Bad Barry to Camp du Lac, France

The trauma of escaping Bad Barry had us on the run.

And to be honest a tad desperate.

We were now at Camping du Lac, only camping in France sounds this fancy. I was thankful to the very handsome gentleman Nicholas and equally beautiful girlfriend Clara from next door, who also happened to be doing double masters and working towards saving our planet, and seemed like they belonged in a woody Allen movie.

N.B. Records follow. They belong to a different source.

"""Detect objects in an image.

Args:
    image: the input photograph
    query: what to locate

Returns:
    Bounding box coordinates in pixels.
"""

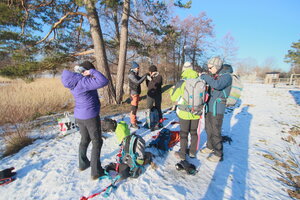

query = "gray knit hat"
[207,57,223,70]
[182,62,193,71]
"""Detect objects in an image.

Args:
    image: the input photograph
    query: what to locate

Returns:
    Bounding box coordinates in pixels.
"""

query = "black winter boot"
[175,160,198,175]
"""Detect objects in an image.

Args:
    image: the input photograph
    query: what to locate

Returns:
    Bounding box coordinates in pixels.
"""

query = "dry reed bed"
[0,78,73,125]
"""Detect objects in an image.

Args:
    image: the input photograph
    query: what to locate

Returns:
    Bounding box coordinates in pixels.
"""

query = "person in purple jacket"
[61,61,108,180]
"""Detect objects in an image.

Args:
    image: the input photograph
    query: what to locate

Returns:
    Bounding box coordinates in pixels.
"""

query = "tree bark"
[84,0,116,104]
[116,0,130,104]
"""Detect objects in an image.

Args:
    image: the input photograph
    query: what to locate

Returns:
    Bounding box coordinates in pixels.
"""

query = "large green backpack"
[115,121,130,142]
[223,74,243,107]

I was able to reflect on the last 24 hours, being abused, threatened and thrown on the street by a psychopath, lucky my years of experience with men who were nut jobs allowed me to stay calm.

The crazy part was how incredibly helpful and dedicated the neighbours were, they hung our wet laundry out to dry, made coffee and picked fresh green plums off the tree in the yard, grapes off the vine that hung over their ancient doors and Evian water, (obviously), we were in the French Pyrenees after all. After this they went back to writing their thesis’ on global warming and world hunger and we got to work on our next move.

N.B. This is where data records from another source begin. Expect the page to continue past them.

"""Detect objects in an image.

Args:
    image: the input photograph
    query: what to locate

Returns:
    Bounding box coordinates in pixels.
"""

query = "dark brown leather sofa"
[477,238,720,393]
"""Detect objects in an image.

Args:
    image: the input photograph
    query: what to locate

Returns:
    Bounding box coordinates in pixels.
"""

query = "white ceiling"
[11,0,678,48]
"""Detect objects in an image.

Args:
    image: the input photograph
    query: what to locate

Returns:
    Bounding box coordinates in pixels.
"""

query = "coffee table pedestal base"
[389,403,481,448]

We were now officially homeless and nearly broke with no plans and sitting in a stunning french garden in the south of France, they even gifted us a rare piece of local wood with the outline of a rare bear cub and a jar of his mothers secret recipe jam. It was a mixture of good and bad I guess, pleasure and pain. Nicolas drove us the 14km into the local camping ground. Whichall seemed fine until they asked me for my COVID19 Vaccination certificate…ummm, well I don’t have one. The look of shock, disgust and repulsion was hard to ignore. How dare I not have one (this must be said in a French accent). I said I was out of pure nervousness which started a cascade of disasters which poor Nicolas tried in his most beautiful and genuine way rectify. I with him in tow was marched off to the local chemist to get my QR code or get a COVID test.

We kissed him farewell and went to find some food while the results of my test came back, but alas, even that couldn’t be easy. We walked, and walked and walked, and no food becuase I didn’t have a damn code, I was literally becoming an unwilling 40 hour famine participant.

I started to whine about no wine, so back to the chemist we went, eyes still watering from the test, and grabbed the negative Covid QR code that would allow me to live again. Off to Aldi we went, to purchase essentials such as a red wine, Blue, Brie and Camembert cheese, I’m never too broke to give up cheese and red wine. I was exuberant marching back to the Camp du lac reception with negative test in hand and alas I was welcomed with a smiling open face, was this the same women? I hadn’t been drinking (yet). We ran, with the bare energy we had to out tent, undressed and planned to swim in the (do not swim) Ariege River that runs so beautifully through the town of Foix and into the Pyrenees, we did, it was full of duck and feathers and maybe some shit, we didn’t care, we were in France and free, or maybe that was the red wine talking…..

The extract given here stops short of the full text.